Professor Niki Kuckes discusses Rhode Island ruling that affidavits or expert testimony supporting counsel fee motion must come from lawyer not involved in case.
From Rhode Island Lawyers Weekly: “Bar: ruling on fee motions to add expense, complexity” by Sheri Qualters
July 20, 2016: A recent state Supreme Court decision finding that affidavits or testimony supporting counsel fee motions should come from a Rhode Island bar member who is not part of the case brings clarity and consistency to the process but also makes it more costly and complicated, practitioners say.
The Supreme Court vacated Superior Court Judge Bennett R. Gallo’s decision to award plaintiff Tri-Town Construction Co. $43,227.25 in attorneys’ fees in a case involving a loan for a real estate development deal. In remanding the plaintiff’s case against developer Commerce Park Associates 12 LL and manager Nicholas E. Cambio, the court directed Gallo to consider the testimony or affidavit of an independent lawyer about the reasonableness and necessity of Tri-Town’s fees.

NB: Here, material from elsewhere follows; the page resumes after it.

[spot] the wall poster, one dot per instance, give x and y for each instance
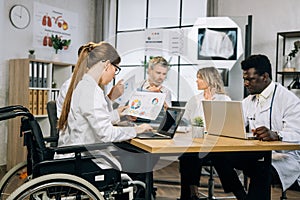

[…] The opinion, which cites Florida and Vermont case law, places Rhode Island on the restrictive end of the spectrum in terms of how much leeway judges have to evaluate fee applications, said Niki Kuckes, a professor at Roger Williams University School of Law who has studied counsel fees.
Litigants would not need expert testimony in a comparable case in Rhode Island federal court, according to 1st U.S. Circuit Court of Appeals standards, she said.
“Rhode Island has taken the view that that’s not proper for the judge to bring his or her own expertise to bear,” Kuckes said. “Other jurisdictions say it is proper.”
[…] The requirement for an expert opinion about a fee application increases the likelihood that an opposing party will hire its own expert to weigh in, which would add an additional layer of complexity to the process, Kuckes said.
“[The rule] is not appropriate to every occasion in which fees are sought. It can be appropriate for a very large, complex case that spans a number of years, but not necessarily for a small, routine contract dispute,” she said.